Daar staan ze dan. Ze zijn te jong om te weten, doen alsof droogbloemen volop
bloeien. Hun tafel heeft nog wankele poten. Hun brieven kleven als honing.
Waar eindigt dit?
Waar eindigt dit??
Waar eindigt dit kunnen ze niet weten, maar het eindigt wel, dat is zeker.
Ze zijn vijftien en duwen het pedaal stevig in. Zij grommen, zij glimmen,
zij zijn nerveus. Zij dansen op knetterende beats. Hun snelheid laat vage strepen na
Een onzichtbare hand duwt en trekt hun samen. Zij ontdekken bekende postzegels,
die ouderen al lang laten liggen omdat ze te dubbel zijn. Zij lachen vertederend,
zoenen nat. Hun lijm droogt niet op. Nog lang niet. Tongen haspelen voorzichtige
aftastwoorden, bevruchten het binnen. Vragen staat vrij. Voelen ook, al is het nog
er langs. Ze spatten net niet uiteen. Alles is in orde.
Zij trekt hem de struiken in. Het zonlicht verraadt alles. De stilte is luid.
Hij geeft zich over aan zoveel grootsheid. Lippen voelen voor het eerst echt als
lippen.
Dan is daar de nacht die alles wegpoetst, ze moeten apart naar huis. Nemen lang
afscheid. Zijn fietsbel klinkt nog lang door de straat.

 

 

Mirakel

Waterbloem, 2012, bewerkte foto

Die dag

Het mirakel komt eraan. Nu moet je niet wegduiken.
Het beste kun je dan doen alsof je een spontane niesbui krijgt. Ondertussen snuif
je de mirakelkriebel mooi op. Die zal er niets van merken, jij bent de enige getui-
ge. Je blijft stilstaan.
Spoedig zal de straatmuzikant langs komen om het wonder nog meer glans te
even. Hij zal ongestoord twee violen tegelijk bespelen. Op zich ook een wonder.
De melodie zal feestelijk  als een wingerd via je benen naar boven slingeren en je
oren binnen stromen.
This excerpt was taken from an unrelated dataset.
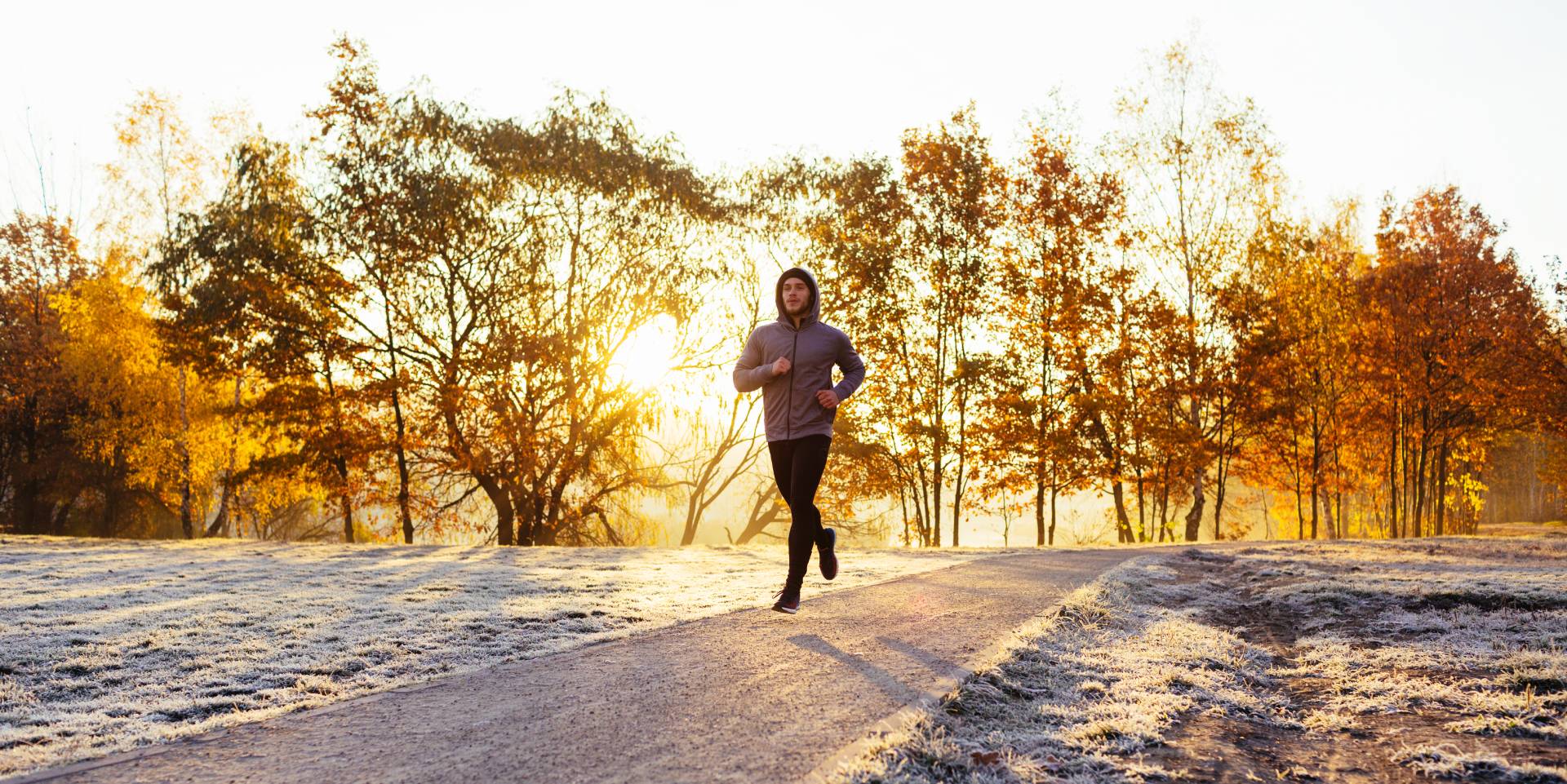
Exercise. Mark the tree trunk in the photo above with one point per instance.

Je hoeft geen geld te geven. De muzikant is rijk van zichzelf.
Pas als de regen toeslaat is alles verzopen.
Naast je schieten andere mensen snel voorbij. Je moet weg vandaar, je zoekt je
woonblok. De meehollende massa braakt je uit aan de ingang van je portiek. Je
loopt de trappen op en sla de deur achter je dicht. Je kaken kleven van opgedroogde tranen.
Wat is dit voor een dag?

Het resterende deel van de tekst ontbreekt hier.